On the 4th and 5th of September 2008 the GES gathered some of the smartest and most experienced academics, policy makers, business leaders, and other decision makers on this planet. This group made good use of an opportunity to find new paths towards global cooperation. Panellists, moderators and participants of this Symposium have the responsibility to think outside the box and propose solutions that may become catalysts for future change. The results of their efforts, summarised in a document called Global Economic Solutions, will be communicated to the international communities of policy makers and researchers, thereby initiating an ongoing dialogue on global problem solving.
The hallmark of the Global Economic Symposium is that it is research-based and action-oriented.
Our research base rests on the contributions of many experts: The researchers of the Kiel Institute for the World Economy have provided a backbone of information, analysis, literature, and more for each session. Each session was also supported by a distinguished team of international experts, who proposed panellists and gave us feedback on the session content. Our distinguished Advisory Board has inundated us with strategic perspectives, innovative ideas, and valuable contacts, thereby playing a role of overarching importance.
Furthermore, we have recently launched the Global Economic Association, whose aim is to create an international community of economists devoted to the analysis and treatment of major global policy problems. A stream of eminent economists has already joined the Global Economic Association as founding members and they, too, have provided valuable input to this Symposium.

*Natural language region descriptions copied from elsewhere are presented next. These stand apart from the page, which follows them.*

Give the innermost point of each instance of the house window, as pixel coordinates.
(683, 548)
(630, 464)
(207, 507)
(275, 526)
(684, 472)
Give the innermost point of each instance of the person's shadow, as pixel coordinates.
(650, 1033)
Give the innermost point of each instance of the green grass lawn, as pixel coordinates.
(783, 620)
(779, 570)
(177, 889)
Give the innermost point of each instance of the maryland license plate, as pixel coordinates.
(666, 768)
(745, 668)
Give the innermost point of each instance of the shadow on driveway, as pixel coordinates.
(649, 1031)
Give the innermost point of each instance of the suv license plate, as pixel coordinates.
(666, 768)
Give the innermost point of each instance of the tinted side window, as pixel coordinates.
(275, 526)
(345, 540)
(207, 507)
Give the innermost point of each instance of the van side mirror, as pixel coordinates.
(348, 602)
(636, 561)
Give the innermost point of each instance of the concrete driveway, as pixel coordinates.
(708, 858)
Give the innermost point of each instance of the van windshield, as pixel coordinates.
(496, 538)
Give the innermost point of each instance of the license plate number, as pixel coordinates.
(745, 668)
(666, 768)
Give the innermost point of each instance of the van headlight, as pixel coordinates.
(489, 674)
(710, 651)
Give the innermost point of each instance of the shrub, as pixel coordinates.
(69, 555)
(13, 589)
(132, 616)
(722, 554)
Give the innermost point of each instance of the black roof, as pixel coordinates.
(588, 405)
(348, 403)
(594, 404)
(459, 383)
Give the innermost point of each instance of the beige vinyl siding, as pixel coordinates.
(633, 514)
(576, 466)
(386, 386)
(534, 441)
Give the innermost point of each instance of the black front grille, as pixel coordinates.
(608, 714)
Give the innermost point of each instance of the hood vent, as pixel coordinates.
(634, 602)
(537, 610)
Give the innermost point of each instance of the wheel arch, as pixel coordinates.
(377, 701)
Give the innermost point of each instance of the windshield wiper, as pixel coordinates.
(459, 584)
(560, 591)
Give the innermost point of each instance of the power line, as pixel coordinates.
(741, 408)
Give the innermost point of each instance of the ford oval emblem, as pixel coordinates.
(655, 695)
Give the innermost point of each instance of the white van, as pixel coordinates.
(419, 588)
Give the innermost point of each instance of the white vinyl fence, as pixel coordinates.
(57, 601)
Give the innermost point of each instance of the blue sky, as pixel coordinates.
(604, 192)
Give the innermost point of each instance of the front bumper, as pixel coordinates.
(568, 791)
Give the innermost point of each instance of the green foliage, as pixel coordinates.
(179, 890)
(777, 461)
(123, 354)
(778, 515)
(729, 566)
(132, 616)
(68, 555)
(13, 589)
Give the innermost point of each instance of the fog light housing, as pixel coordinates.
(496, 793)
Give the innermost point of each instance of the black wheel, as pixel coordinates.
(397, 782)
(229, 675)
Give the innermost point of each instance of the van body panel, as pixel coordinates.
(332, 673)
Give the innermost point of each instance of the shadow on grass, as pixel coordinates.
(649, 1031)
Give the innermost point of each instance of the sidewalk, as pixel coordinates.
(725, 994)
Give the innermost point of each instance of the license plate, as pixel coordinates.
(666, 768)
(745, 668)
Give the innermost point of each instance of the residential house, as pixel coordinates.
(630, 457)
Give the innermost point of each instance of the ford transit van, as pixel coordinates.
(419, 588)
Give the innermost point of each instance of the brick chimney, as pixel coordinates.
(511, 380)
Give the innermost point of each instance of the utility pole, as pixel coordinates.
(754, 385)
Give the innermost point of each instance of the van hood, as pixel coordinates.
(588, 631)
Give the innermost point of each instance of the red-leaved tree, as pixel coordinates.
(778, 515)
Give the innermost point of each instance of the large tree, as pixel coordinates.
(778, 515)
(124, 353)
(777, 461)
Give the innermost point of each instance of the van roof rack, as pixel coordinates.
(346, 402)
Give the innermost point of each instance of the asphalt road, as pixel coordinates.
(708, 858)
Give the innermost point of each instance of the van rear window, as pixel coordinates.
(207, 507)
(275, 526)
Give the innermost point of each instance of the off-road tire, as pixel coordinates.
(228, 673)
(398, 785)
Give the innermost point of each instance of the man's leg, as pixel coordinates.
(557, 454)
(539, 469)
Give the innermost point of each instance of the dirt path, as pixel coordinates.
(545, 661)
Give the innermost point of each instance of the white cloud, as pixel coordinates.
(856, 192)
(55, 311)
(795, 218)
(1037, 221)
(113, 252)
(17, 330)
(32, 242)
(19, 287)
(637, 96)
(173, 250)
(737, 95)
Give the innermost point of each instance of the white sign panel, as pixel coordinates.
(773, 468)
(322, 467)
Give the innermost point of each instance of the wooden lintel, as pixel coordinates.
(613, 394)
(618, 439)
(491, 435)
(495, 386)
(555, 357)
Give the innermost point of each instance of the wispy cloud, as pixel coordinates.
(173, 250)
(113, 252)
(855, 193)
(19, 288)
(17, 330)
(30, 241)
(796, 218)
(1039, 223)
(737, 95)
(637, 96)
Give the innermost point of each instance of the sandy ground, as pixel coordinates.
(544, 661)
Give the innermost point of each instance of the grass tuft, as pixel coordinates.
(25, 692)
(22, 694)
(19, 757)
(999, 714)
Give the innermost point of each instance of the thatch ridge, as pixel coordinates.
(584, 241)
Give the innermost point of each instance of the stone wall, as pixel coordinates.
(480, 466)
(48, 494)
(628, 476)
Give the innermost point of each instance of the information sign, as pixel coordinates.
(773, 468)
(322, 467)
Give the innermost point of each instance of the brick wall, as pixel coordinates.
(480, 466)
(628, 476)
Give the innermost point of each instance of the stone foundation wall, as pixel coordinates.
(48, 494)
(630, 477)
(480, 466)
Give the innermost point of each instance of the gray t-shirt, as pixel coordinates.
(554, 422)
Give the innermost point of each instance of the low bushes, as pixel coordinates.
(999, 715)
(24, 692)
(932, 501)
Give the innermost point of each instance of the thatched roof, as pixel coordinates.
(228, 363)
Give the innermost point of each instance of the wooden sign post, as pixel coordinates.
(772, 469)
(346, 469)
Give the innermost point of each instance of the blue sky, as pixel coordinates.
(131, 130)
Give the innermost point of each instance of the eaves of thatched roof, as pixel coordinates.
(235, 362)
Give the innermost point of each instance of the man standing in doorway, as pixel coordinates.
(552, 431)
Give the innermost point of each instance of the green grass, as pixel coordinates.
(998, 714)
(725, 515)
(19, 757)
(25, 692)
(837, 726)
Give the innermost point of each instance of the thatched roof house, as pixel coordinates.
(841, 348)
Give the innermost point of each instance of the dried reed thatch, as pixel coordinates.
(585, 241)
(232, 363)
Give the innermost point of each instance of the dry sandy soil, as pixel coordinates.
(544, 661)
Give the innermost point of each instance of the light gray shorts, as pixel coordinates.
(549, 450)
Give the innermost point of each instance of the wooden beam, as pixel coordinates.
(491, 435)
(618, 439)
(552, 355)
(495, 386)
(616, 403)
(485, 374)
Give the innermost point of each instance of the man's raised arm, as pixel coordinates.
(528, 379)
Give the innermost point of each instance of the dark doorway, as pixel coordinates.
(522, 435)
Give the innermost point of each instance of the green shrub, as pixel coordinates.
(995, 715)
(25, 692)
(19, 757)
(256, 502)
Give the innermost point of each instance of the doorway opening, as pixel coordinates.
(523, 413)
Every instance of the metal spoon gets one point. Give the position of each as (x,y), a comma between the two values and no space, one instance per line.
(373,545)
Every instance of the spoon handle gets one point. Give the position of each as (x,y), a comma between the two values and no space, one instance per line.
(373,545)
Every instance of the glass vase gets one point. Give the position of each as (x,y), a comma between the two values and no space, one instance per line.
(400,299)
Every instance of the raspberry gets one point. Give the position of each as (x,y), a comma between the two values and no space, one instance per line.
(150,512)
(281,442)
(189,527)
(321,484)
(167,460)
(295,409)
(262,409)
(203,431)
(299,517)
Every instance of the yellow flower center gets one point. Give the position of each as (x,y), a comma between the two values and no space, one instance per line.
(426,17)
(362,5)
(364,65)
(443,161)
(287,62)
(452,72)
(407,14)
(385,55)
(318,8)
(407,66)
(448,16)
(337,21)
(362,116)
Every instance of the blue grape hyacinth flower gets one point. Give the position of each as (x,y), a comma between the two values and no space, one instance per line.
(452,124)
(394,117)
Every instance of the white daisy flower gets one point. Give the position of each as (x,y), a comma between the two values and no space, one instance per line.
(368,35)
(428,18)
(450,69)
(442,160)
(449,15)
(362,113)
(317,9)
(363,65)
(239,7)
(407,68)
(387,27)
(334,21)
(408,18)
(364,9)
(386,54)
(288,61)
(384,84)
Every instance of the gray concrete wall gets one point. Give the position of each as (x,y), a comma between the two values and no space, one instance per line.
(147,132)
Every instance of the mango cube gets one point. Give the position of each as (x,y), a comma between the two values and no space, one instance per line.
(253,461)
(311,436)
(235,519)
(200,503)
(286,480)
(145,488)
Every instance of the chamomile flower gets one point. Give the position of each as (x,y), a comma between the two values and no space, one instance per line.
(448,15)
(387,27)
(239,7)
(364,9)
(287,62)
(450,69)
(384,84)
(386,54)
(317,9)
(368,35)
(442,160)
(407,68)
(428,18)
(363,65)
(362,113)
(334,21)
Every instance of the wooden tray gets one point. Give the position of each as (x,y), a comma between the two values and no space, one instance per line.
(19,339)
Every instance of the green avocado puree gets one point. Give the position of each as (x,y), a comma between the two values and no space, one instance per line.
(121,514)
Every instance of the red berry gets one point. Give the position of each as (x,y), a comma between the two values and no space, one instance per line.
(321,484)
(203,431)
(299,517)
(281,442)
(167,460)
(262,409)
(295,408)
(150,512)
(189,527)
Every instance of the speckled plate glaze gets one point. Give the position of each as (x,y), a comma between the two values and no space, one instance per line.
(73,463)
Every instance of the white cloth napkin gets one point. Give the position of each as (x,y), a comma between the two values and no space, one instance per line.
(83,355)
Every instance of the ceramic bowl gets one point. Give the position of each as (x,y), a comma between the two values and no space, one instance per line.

And last year we launched a path-breaking, new electronic journal, called “Economics,” that adopts an open-access, open-review, interactive approach to publication. It is probably the fastest growing economics journal in the world and it provides a possible outlet for research on global economic problems.
So much for the research base of the Global Economic Symposium. Its action-orientation is up to the GES community. The GES is not a discussion forum, but a solution forum. To this end, participants of the GES have been supported by the Virtual GES, the web-based platform of this Symposium. The Virtual GES is a repository of proposed solutions to global economic problems, as well as underlying analysis. Each of the panellists, together with some other experts, have posted a short summary of their proposed solutions in the “Strategy Perspectives” section of the Virtual GES. Moderators have studied these solutions and prepared their questions accordingly. The entire GES community has contributed background information on each session to the Virtual Library. Some panellists have also exchanged ideas in advance in the Strategy Forum of the Virtual GES. Since this background analysis is already common knowledge at the GES, we are free in the Symposium itself to focus exclusively on solutions.
Once a Symposium is over, we expect that the GES community will keep contributing to the Virtual GES, so that our repository of ideas on global problem solving will continue to grow, eventually feeding in to next Global Economic Symposium, which is planned for 10-11 September 2009.
The success of this enterprise is in all our hands. I hope that the Global Economic Symposium, and the strategic dialogue it initiates, will contribute to the insight and drive that can help turn our potential for global cooperation into reality.